Publíco aqui então minha pequena, porém significativa, contribuição para a expansão destas regras:

Muitos personagens são capazes de medir o potêncial de combate de seu oponente, esta característica chamasse "Poder de Luta" e pode ser medida através de alguns aparelhos, ou até mesmo através dos sentidos de pessoas treinadas.

O Poder de Luta pode ser estimado através das seguintes condições:
  • Cada ponto de Característica equivale a 1 ponto de Poder de Luta.
  • Cada ponto gasto em vantagens que influênciem em combate equivale a 1 ponto de Poder de Luta.
  • Cada ponto recebido por desvantagens que afetam combate diminuem o Poder de Luta em 1 ponto.
  • Cada Ponto de Vida e Ponto de Magia equivale a 1 ponto de Poder de Luta.
Este valor é múltiplicado de acordo com a Escala de Poder do personagem (x1 para Ningen, x10 para Sugoi, x100 para Kiodai e x1000 para Kami).

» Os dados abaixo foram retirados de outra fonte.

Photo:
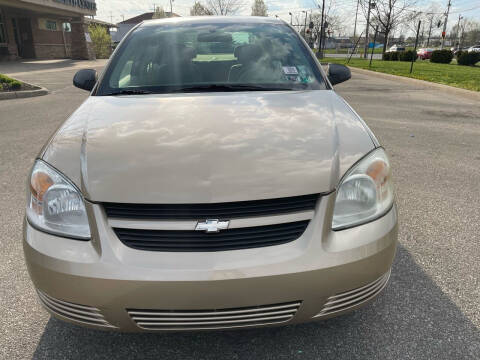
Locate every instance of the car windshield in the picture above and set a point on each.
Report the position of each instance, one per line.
(191, 57)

Existirá então dois valores para o Poder de Luta: o Normal e o Atual. O Poder de Luta Normal será medido em condições normais, através do cálculo direto explicado acima, quando o personagem se encontra em plena forma.
O Poder de Luta Atual será o nível medido imediatamente, quando o nível normal poderá ser alterado pela perda ou ganhos de PVs e PMs, ou pelo uso ou limitações de algumas vantagens e desvantagens condicionantes. Este nível de poder poderá então variar conforme o combate for se desenrolando. Contá-lo será similar a contar os PVs e PMs durante a aventura.

As vantagens e desvantagens que não irão influênciar no Poder de Luta normal e que poderão surgir em algumas situações, aumentando ou diminuindo o Poder de Luta Atual são aquelas que dependem de algumas circunstâncias para afetarem o combate. Como um exemplo, podemos citar o Código de Honra do Combate: Em condições normais ele não diminuirá o cálculo do Poder de Luta, mas quando estiver enfrentando um oponente em condições de inferioridade, ele se limitará, não despertando seu poder total, o que irá poderá ser contabilizado em seu Poder de Luta Atual. Vantagens e Desvantagens como Área de Batalha, Poder Oculto, Separação, Assombrado, Fúria, entre outras podem ser consideradas nestas situações.

Percebam também que agora poderemos levar também em consideração o Poder de Ataque e o Poder de Defesa como níveis de poder também, medidos diretamente do resultado dos dados.

Minha intensão aqui é tornar o Poder de Luta parte do jogo, não somente em regras, mas no próprio clima das aventuras, um elemento a mais para a dramatiticidade dos combates e também uma ferramenta para os mestres poderem estímar o nível de desafio de PCs e NPCs.
Talvez os valores resultantes aqui fiquem diferentes de referências obtidas em outros textos ou mídias, como no desenho Dragon Ball ou na própria materia original (DB 59, de 2000) de onde me inspirei, mas a idéia não é fazer imitações e sim criar um novo padrão para o Poder de Luta no 3D&T Alpha.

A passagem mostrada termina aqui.